The Supreme Court affirmed the BTA’s decision to raise the value of the 264-unit Palmer House apartments, which the BTA issued after the Columbus City Schools Board of Education challenged the lower valuation. The district introduced evidence indicating that the property had sold for an amount far more than the auditor’s original valuation, and the seller and the buyer had structured the transfer not as a conveyance of the real estate for a price, but as the sale of the limited liability company that owned the real estate.



Writing for the Court majority, Justice Michael P. Donnelly stated that the evidence supported the BTA’s finding that the transaction was, in substance, a sale of real estate, and that the transfer of corporate ownership “constituted a contrivance for the sale of commercial real estate.” Accordingly, the BTA could rely on the sale price as the best evidence of the property’s value.

Chief Justice Maureen O’Connor and Justices Sharon L. Kennedy, Judith L. French, R. Patrick DeWine, and Melody J. Stewart joined Justice Donnelly’s opinion. Justice Patrick F. Fischer concurred in judgment only.

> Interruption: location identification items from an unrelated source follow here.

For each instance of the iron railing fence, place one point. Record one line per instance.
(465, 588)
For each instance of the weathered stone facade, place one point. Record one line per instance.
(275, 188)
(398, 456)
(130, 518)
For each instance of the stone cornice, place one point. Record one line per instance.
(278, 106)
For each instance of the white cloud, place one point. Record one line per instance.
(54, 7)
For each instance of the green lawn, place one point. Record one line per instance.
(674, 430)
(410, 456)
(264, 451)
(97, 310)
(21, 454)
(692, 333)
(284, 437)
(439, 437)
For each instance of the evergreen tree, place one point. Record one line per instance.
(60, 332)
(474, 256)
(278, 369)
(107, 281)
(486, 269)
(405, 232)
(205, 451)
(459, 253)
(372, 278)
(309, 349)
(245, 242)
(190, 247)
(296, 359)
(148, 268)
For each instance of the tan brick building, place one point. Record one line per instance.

The apartment complex was constructed in 2013 and valued by Franklin County at $16 million. The district challenged the valuation at the Franklin County Board of Revision, noting a recorded mortgage that secured a $25 million loan. The district inferred from the loan that the complex was worth $34 million. The board of revision rejected the arguments, and the district appealed to the BTA.

At the BTA, the district presented a conveyance of the real estate by deed from Palmer Square LLC to Palmer House Borrower LLC, which is the current owner of the real estate. The district also introduced documentation showing that Palmer House Borrower assumed the $25 million mortgage obligation on the same day the real estate transferred. In addition, the school produced a “purchase and sale agreement,” which indicated Palmer Square was selling to PPG Manhattan Real Estate Partners LLC all its real estate, personal property — including the clubhouse furnishings and recreational amenities at the complex — and intangibles, such as the name “Palmer House.” The final price was listed at $35.25 million. A settlement statement confirmed that Palmer House Borrower, the entity that now owned the apartment complex, was transferred for the stated sale price.

The district presented a financing appraisal valuing the property at $36.6 million, while an appraiser hired by Palmer House valued the real estate at $25 million. Palmer House disputed all the evidence introduced by the district.

The BTA considered the $35.25 million sale price to be the presumed value of the real estate, and then deducted the value of the personal property based on a computation performed by Palmer House’s appraiser. The BTA arrived at a $34.5 million valuation.

Palmer House appealed the BTA decision and requested that the Ohio Supreme Court consider the case.

Justice Donnelly explained that under Ohio law, when a property is the subject of a recent arm’s length sale between a willing seller and buyer, the sale price can be considered the true value of the property for tax purposes. The opinion explains the price is the best evidence of the value, but parties can rebut the sale price by introducing other evidence that demonstrates a different value.

Palmer House mainly argued that the BTA incorrectly considered the transactions among the LLCs as a real estate purchase rather than a transfer of the “going concern” value of the LLC. Because the transfer involved more than just the real estate, the BTA should adopt the complex’s appraiser’s value of $25 million, the company argued.

The opinion explained that unlike past cases where LLC transfer prices were not used to set property values, this case included a purchase agreement that identified the real estate as the primary subject of the sale, while also specifically describing the option for consummating the sale through the transfer of an LLC.

Based on the documents, the Court ruled the BTA acted reasonably and lawfully by valuing the property at $34.5 million for tax purposes.